I have a set of RNAseq data from 4 wt, 10 hets and 2 ko. I am trying to see if more replicates in hets leads to more degs in het vs ko than wt vs ko. Hence, I am here trying to take only 4 random replicates of hets from the DeseqDataSet and run analysis multiple times.
In each run, only difference is which hets are in the DESeqDataSet. All runs have have the same wt and het. Even then, my DEGs for wt vs ko are different, in each run. How is that?
random_het <- function(dds_lcr){
minusHet <- sampleTable %>% filter(genotype %in% "KO.WT") %>% select(embryo) %>% distinct() %>% slice_sample(n =6) %>% as.list %>% unlist %>% paste0(., collapse = "|")
dds_4het <- dds_lcr[, -grep(minusHet, colnames(dds_lcr))]

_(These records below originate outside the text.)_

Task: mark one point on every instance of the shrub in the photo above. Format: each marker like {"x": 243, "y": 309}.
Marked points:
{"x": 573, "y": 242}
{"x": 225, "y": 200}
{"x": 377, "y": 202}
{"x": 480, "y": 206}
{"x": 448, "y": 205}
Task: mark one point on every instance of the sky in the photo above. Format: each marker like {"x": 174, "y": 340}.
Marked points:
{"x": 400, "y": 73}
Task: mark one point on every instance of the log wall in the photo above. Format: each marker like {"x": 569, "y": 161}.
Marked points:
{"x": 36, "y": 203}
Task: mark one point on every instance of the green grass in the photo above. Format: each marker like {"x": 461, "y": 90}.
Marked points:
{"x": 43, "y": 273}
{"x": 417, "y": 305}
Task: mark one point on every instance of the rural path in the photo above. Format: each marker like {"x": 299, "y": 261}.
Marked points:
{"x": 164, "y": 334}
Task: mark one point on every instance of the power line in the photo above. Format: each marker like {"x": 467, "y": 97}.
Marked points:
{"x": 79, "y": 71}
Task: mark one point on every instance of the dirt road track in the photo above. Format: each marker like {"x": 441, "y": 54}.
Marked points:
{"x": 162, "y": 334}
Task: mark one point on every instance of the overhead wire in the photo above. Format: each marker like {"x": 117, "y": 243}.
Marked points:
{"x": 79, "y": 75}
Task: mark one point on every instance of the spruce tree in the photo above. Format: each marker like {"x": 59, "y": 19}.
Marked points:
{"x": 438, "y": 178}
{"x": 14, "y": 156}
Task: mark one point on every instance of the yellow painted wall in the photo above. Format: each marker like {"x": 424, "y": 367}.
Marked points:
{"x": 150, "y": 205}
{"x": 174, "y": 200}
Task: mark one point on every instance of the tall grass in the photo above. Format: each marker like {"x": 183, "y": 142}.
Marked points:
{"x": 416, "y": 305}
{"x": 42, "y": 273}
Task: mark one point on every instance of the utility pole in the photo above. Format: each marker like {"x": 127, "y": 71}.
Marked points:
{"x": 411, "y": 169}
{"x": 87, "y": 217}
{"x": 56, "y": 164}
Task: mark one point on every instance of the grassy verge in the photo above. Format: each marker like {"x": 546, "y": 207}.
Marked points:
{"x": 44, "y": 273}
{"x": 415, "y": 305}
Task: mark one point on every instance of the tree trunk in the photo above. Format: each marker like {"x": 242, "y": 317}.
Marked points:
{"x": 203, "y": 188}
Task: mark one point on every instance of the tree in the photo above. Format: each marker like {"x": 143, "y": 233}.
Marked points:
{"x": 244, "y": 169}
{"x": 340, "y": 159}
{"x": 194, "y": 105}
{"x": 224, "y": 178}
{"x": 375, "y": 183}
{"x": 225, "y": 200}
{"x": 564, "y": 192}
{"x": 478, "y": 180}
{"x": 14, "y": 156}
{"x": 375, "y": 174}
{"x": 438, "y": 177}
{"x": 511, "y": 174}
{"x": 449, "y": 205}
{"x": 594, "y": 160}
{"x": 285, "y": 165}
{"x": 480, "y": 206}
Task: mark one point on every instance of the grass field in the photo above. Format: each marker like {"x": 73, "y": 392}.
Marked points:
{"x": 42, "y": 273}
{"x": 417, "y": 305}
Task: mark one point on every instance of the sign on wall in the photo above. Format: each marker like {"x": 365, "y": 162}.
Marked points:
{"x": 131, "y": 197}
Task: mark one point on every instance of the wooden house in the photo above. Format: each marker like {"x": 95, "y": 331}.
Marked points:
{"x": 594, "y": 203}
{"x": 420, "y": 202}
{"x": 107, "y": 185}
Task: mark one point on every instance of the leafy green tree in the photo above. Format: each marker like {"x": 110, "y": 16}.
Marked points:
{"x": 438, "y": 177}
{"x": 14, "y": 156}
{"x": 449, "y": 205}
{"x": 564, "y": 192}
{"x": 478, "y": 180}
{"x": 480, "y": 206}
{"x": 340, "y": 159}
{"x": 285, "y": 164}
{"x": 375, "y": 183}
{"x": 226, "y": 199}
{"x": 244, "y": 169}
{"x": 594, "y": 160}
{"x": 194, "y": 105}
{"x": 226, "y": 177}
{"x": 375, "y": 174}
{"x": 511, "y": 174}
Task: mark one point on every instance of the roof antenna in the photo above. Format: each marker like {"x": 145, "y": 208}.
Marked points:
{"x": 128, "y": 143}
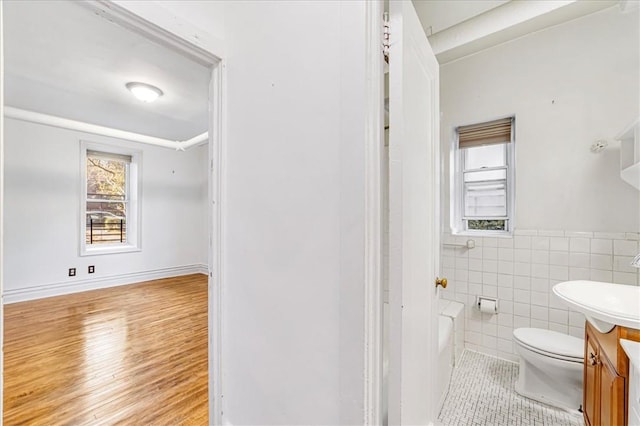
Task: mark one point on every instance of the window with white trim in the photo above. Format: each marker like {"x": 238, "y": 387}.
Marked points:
{"x": 483, "y": 183}
{"x": 110, "y": 194}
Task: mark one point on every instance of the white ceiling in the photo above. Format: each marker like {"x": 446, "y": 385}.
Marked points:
{"x": 62, "y": 59}
{"x": 467, "y": 27}
{"x": 438, "y": 15}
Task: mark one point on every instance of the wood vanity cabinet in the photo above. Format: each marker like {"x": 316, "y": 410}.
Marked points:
{"x": 606, "y": 376}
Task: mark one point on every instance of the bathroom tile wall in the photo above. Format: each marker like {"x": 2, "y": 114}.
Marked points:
{"x": 521, "y": 271}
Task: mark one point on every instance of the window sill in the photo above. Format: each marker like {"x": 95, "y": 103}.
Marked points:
{"x": 492, "y": 234}
{"x": 109, "y": 249}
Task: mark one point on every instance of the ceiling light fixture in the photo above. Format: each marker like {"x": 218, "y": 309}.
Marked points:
{"x": 144, "y": 92}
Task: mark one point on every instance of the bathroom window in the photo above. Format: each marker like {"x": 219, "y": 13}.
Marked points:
{"x": 109, "y": 208}
{"x": 483, "y": 181}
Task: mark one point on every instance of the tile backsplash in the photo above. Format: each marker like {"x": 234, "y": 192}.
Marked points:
{"x": 521, "y": 271}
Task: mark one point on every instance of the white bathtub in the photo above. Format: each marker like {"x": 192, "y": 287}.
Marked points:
{"x": 445, "y": 356}
{"x": 450, "y": 343}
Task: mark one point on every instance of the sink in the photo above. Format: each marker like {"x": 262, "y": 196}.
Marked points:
{"x": 605, "y": 305}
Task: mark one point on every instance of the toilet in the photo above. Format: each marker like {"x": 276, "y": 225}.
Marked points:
{"x": 551, "y": 366}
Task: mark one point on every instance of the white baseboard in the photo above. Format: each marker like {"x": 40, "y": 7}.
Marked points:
{"x": 61, "y": 288}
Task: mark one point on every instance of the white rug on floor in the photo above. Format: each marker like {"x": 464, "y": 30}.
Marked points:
{"x": 482, "y": 393}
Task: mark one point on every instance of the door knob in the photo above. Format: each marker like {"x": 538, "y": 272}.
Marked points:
{"x": 442, "y": 282}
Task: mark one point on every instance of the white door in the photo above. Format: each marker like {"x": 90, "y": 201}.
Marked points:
{"x": 413, "y": 216}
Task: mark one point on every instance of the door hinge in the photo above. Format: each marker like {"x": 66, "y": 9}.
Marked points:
{"x": 385, "y": 37}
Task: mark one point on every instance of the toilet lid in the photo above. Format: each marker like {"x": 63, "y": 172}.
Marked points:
{"x": 551, "y": 342}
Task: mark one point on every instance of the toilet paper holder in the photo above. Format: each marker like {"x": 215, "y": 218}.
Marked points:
{"x": 488, "y": 301}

dde_4het <- DESeq(dds_4het)
WtVsKo4het <- results(dde_4het, name = "genotype_WT_vs_KO", lfcThreshold = 0, alpha = 0.05)
HetVsKo4het <- results(dde_4het, name = "genotype_KO.WT_vs_KO", lfcThreshold = 0, alpha = 0.05)
sum.data <- map(list(WtVsKo4het, HetVsKo4het), getSig, padj = 0.05) %>% map(., nrow) %>% as.data.frame %>% set_names(c("WtVsKo4het", "HetVsKo4het"))

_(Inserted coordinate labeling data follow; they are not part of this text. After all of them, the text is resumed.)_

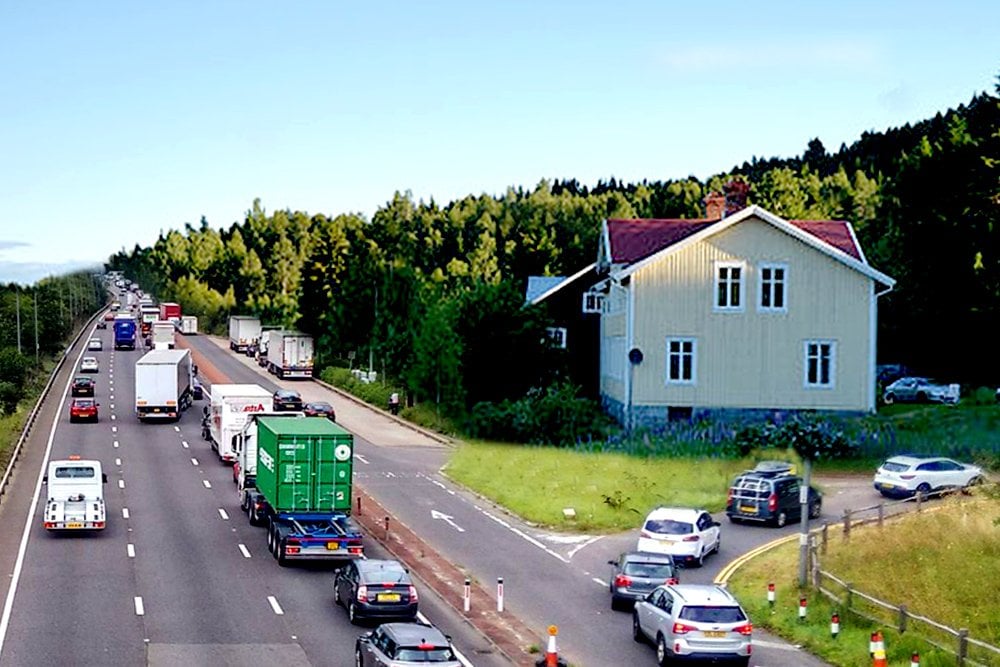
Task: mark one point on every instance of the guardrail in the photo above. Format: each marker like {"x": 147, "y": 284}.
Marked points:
{"x": 30, "y": 422}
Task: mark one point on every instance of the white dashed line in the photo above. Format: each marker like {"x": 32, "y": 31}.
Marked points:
{"x": 274, "y": 605}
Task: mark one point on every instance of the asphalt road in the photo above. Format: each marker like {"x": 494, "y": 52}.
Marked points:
{"x": 179, "y": 577}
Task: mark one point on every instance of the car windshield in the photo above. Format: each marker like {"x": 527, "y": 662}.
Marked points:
{"x": 669, "y": 527}
{"x": 713, "y": 614}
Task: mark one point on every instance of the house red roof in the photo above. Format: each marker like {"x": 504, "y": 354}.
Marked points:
{"x": 635, "y": 239}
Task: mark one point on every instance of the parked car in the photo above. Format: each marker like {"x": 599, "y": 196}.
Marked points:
{"x": 319, "y": 409}
{"x": 693, "y": 621}
{"x": 635, "y": 574}
{"x": 920, "y": 390}
{"x": 373, "y": 588}
{"x": 770, "y": 494}
{"x": 686, "y": 534}
{"x": 286, "y": 399}
{"x": 82, "y": 386}
{"x": 904, "y": 476}
{"x": 83, "y": 409}
{"x": 401, "y": 644}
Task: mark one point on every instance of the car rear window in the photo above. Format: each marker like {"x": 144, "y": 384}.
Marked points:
{"x": 669, "y": 527}
{"x": 706, "y": 614}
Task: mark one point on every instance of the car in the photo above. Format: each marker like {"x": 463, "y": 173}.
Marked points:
{"x": 770, "y": 493}
{"x": 905, "y": 476}
{"x": 286, "y": 399}
{"x": 374, "y": 588}
{"x": 634, "y": 574}
{"x": 693, "y": 622}
{"x": 686, "y": 534}
{"x": 400, "y": 644}
{"x": 82, "y": 386}
{"x": 83, "y": 409}
{"x": 920, "y": 390}
{"x": 319, "y": 409}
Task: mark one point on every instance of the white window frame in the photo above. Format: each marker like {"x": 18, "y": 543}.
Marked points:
{"x": 808, "y": 355}
{"x": 762, "y": 289}
{"x": 742, "y": 283}
{"x": 694, "y": 360}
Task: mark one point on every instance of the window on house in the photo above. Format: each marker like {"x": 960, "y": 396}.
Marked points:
{"x": 729, "y": 286}
{"x": 681, "y": 360}
{"x": 772, "y": 286}
{"x": 819, "y": 366}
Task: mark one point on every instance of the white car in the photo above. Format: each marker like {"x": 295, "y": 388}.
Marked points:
{"x": 686, "y": 534}
{"x": 902, "y": 476}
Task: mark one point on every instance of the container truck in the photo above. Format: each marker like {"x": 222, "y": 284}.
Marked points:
{"x": 163, "y": 384}
{"x": 163, "y": 335}
{"x": 290, "y": 354}
{"x": 170, "y": 311}
{"x": 124, "y": 332}
{"x": 301, "y": 487}
{"x": 232, "y": 405}
{"x": 243, "y": 329}
{"x": 75, "y": 495}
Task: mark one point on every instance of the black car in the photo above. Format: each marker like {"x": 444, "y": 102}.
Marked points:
{"x": 286, "y": 399}
{"x": 374, "y": 588}
{"x": 319, "y": 409}
{"x": 770, "y": 494}
{"x": 636, "y": 573}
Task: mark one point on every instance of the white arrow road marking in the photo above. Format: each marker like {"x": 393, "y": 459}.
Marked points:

names(sum.data) <- c("WtVsKo4het", "HetVsKo4het")
data <- list(sum.data, embyos = colData(dds_4het))
return(data)
}
randomise_plot <- function(n){
randomiseHet <- purrr::rerun(n, random_het(dds_lcr))

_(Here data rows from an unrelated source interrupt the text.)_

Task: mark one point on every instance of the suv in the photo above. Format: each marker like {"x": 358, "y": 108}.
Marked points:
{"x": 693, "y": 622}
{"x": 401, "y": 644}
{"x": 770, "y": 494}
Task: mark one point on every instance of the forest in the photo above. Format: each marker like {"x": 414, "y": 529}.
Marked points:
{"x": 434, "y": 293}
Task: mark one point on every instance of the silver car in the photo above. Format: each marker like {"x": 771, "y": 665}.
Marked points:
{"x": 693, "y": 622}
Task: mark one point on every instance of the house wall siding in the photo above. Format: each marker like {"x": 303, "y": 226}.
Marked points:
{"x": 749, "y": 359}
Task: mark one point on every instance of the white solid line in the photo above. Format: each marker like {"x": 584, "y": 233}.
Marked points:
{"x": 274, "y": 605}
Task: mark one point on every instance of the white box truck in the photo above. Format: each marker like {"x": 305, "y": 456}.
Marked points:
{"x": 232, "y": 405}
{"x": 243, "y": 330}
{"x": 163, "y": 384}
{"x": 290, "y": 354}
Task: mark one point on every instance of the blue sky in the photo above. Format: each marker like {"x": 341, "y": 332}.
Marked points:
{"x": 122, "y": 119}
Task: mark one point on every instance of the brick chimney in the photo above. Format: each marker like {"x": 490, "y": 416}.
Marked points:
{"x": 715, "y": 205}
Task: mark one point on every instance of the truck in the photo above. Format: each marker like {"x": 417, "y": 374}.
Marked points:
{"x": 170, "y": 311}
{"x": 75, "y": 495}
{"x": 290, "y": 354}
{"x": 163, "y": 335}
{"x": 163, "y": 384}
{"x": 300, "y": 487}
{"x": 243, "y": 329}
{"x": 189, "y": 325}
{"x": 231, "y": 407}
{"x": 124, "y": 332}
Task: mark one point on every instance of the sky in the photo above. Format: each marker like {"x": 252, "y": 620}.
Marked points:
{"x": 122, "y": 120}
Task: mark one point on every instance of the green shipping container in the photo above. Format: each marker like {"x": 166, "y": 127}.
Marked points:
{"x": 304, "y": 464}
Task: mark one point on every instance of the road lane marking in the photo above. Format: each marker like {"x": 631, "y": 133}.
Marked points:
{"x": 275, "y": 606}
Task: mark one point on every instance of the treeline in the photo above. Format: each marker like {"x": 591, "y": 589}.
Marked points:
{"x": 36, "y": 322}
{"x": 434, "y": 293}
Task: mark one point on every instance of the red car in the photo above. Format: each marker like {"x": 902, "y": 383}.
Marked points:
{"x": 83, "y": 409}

df_dge <- sapply(randomiseHet, "[[", 1) %>% t %>% as.data.frame
plot(df_dge)
p1 <- recordPlot()
dds_names <- sapply(randomiseHet, "[[", 2)
return(list(p1, dds_names))
}
randomise_plot(n=10)
The plot shows in two runs there are different number of DEGs for both comparison. plot
Thank you. That makes perfect sense.